Disagreements and the occasional arguments are normal in every relationship, but the difference between a healthy and unhealthy relationship lies in how you argue with each other when things are not that perfect and ideal. Do you engage in productive fighting or destructive fighting?
Not All Fighting Is Equal
Fighting, arguing, and disagreeing are usually the things you want to avoid in a relationship. Seldom do we think about arguing as something that could be considered constructive or even helpful inside a healthy relationship.
This article will define productive fighting vs destructive fighting and how disagreements in the right context can strengthen a relationship, as well as the warning signs that fighting in your relationship lies on the destructive side of the line. Lastly, I will give you 10 strategies to help make the disagreements in your relationship as productive as possible.
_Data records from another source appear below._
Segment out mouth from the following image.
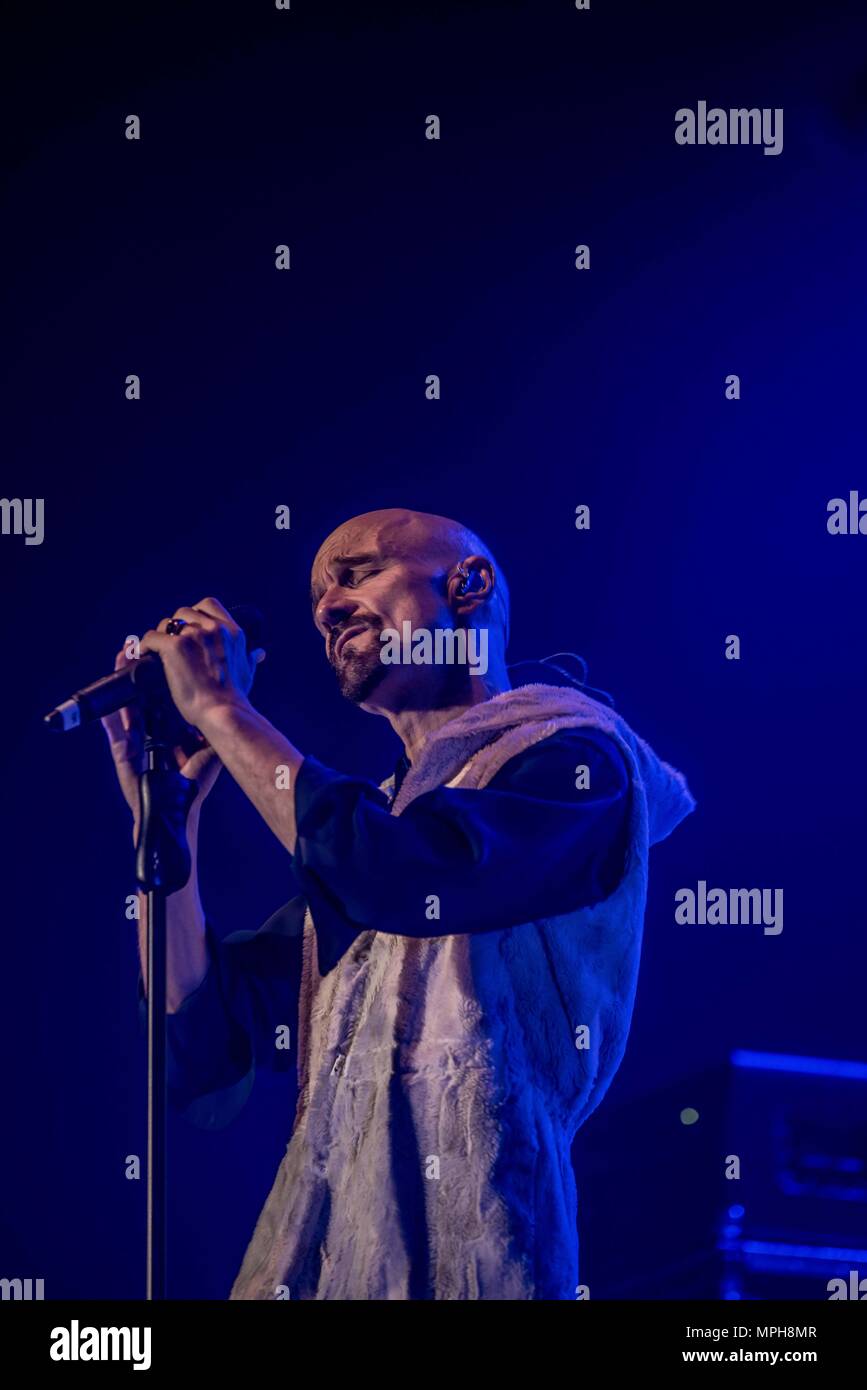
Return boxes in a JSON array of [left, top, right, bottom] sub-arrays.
[[332, 623, 368, 660]]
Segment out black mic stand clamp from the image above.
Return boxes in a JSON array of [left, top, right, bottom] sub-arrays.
[[136, 692, 201, 1300]]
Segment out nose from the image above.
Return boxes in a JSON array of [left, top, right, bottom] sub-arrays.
[[313, 584, 358, 638]]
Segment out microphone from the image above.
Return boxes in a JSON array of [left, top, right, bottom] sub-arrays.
[[44, 603, 265, 734]]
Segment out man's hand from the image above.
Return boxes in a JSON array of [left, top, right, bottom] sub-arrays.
[[140, 598, 265, 728]]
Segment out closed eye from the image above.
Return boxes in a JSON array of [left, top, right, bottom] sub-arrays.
[[343, 570, 381, 589]]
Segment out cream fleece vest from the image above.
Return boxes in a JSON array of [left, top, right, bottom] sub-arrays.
[[231, 685, 695, 1300]]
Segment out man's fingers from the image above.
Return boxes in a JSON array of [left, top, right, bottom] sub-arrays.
[[139, 631, 178, 656]]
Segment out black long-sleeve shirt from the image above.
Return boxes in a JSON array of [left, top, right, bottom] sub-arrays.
[[139, 728, 629, 1127]]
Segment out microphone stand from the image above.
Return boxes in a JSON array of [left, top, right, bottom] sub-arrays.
[[136, 694, 196, 1301]]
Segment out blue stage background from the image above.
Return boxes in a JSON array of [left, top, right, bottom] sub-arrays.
[[0, 0, 867, 1298]]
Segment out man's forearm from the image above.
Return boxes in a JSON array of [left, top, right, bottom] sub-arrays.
[[199, 701, 304, 855], [139, 805, 208, 1013]]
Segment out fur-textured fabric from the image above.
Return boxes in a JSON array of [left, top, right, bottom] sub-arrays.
[[231, 685, 695, 1300]]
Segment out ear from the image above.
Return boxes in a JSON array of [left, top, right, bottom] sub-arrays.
[[447, 555, 496, 617]]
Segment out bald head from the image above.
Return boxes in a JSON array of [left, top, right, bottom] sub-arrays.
[[310, 507, 509, 709], [310, 507, 509, 646]]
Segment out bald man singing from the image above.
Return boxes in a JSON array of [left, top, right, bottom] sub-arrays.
[[104, 509, 693, 1300]]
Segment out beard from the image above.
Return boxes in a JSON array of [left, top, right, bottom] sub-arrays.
[[331, 625, 389, 705]]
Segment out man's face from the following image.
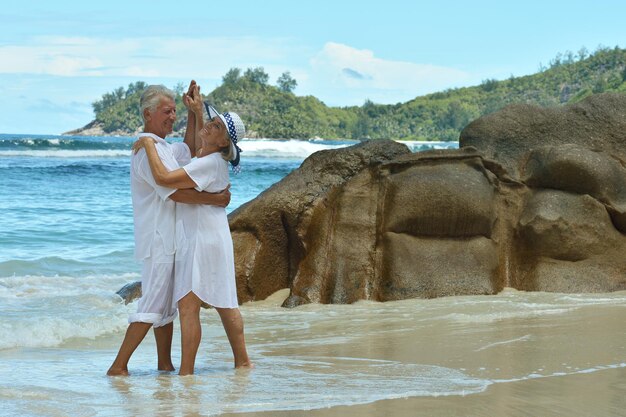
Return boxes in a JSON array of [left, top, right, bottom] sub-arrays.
[[148, 97, 176, 138]]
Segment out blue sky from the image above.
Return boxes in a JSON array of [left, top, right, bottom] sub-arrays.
[[0, 0, 626, 134]]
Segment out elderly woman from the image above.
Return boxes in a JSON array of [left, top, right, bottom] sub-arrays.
[[134, 87, 252, 375]]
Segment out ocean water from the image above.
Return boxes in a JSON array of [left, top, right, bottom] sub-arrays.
[[0, 135, 626, 416]]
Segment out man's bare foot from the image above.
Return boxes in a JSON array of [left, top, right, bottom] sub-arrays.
[[107, 367, 130, 376], [157, 364, 176, 372]]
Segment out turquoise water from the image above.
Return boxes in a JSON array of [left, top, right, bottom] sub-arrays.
[[0, 135, 456, 277], [0, 135, 626, 416]]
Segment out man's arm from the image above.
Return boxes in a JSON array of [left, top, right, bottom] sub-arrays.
[[170, 186, 230, 207]]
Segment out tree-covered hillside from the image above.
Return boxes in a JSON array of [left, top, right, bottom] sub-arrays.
[[86, 47, 626, 140]]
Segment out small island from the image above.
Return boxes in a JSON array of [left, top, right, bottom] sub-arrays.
[[65, 47, 626, 141]]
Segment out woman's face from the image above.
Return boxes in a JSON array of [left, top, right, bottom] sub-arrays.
[[199, 117, 230, 155]]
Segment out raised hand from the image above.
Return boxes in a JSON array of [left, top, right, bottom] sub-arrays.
[[183, 80, 197, 110], [131, 136, 156, 154], [188, 84, 203, 116]]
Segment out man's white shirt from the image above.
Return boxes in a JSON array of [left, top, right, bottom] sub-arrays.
[[130, 133, 191, 260]]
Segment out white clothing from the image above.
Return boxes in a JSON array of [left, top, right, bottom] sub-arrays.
[[130, 133, 191, 260], [128, 133, 191, 327], [174, 152, 239, 308]]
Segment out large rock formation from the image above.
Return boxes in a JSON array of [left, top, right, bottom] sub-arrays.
[[231, 94, 626, 306], [116, 94, 626, 307]]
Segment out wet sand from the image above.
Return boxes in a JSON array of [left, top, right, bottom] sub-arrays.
[[224, 290, 626, 417], [0, 290, 626, 417]]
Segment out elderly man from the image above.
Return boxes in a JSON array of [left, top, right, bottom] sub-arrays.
[[107, 81, 230, 375]]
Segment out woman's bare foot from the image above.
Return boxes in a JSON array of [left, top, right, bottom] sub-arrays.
[[107, 367, 130, 376], [235, 361, 254, 369]]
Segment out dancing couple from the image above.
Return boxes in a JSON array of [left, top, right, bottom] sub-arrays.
[[107, 81, 253, 375]]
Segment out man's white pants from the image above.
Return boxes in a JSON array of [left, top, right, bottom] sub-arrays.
[[128, 239, 176, 327]]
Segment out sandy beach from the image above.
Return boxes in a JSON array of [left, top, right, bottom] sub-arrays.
[[230, 368, 626, 417]]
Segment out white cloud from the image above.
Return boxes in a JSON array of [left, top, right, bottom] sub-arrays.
[[0, 37, 291, 79], [302, 42, 470, 105]]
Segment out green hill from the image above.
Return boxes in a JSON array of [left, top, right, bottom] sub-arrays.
[[90, 47, 626, 140]]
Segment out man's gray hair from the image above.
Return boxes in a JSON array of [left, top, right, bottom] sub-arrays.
[[139, 85, 176, 122]]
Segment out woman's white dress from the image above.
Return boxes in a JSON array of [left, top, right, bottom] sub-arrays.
[[174, 152, 239, 308]]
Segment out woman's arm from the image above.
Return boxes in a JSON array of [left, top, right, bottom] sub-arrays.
[[183, 80, 199, 158], [187, 85, 204, 156], [133, 136, 196, 189]]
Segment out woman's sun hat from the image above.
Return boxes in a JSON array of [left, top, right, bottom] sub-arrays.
[[204, 102, 246, 172]]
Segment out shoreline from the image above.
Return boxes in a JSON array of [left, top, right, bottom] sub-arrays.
[[222, 368, 626, 417], [222, 367, 626, 417]]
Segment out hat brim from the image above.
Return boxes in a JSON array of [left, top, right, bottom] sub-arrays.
[[204, 101, 220, 120]]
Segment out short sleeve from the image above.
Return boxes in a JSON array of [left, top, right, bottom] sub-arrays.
[[171, 142, 191, 166], [135, 149, 176, 200], [183, 155, 218, 191]]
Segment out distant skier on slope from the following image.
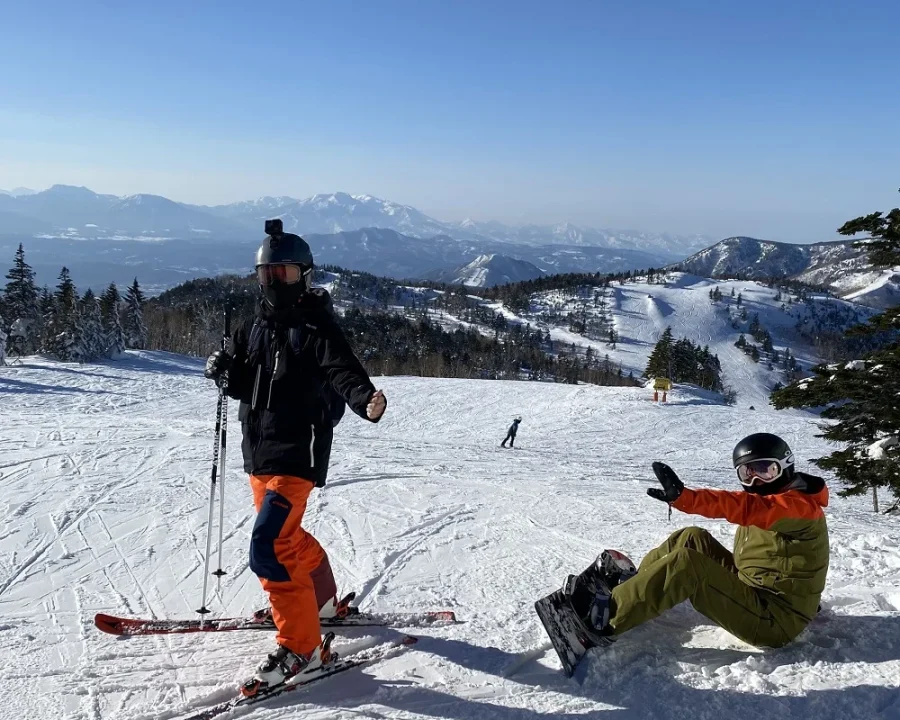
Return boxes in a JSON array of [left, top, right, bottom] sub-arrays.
[[205, 220, 387, 696], [500, 417, 522, 447], [566, 433, 829, 647]]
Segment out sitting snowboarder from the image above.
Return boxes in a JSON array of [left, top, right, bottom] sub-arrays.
[[500, 417, 522, 447], [563, 433, 828, 660]]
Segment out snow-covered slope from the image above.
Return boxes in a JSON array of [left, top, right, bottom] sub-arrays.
[[677, 237, 900, 307], [493, 273, 871, 408], [448, 254, 544, 287], [0, 354, 900, 720], [456, 220, 712, 258]]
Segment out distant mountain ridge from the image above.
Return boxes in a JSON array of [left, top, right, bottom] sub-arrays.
[[0, 185, 713, 264], [675, 237, 900, 307]]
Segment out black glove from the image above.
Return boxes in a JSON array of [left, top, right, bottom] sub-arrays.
[[647, 462, 684, 502], [203, 350, 231, 385]]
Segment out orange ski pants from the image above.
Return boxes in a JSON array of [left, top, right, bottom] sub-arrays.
[[250, 475, 337, 654]]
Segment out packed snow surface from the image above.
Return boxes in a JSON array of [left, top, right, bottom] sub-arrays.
[[0, 354, 900, 720]]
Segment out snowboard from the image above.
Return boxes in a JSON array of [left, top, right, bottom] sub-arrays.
[[534, 590, 613, 677], [534, 550, 637, 677]]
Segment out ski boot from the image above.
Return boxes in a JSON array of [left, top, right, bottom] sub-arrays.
[[578, 550, 637, 590], [241, 633, 338, 697], [562, 550, 637, 644]]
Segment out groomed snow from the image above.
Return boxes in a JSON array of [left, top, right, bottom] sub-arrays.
[[0, 354, 900, 720]]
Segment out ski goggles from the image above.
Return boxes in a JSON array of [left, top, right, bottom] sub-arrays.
[[736, 458, 791, 486], [256, 265, 312, 285]]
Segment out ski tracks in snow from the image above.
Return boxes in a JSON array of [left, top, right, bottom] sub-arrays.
[[0, 358, 900, 720]]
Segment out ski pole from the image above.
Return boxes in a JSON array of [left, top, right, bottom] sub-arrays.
[[213, 299, 231, 592], [197, 305, 231, 625]]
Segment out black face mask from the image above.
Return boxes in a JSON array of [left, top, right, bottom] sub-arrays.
[[259, 281, 306, 311]]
What Is Productive Fighting
We need disagreements in our relationships to be able to parse out the different places and opinions we might have about different topics, and decisions we need to make in our lives.
First, let’s think about what “fighting” actually is and clarify what we mean when we talk about productive fighting, as the word fighting is often misused or used in a very general way to describe any kind of disagreement or argument.
I think of productive fighting as two people with differing thoughts and ideas about an action or event, who actively engage in a conversation, (might be interpreted as an argument) to work through their differences and who come to a place of greater understanding about themselves or the situation.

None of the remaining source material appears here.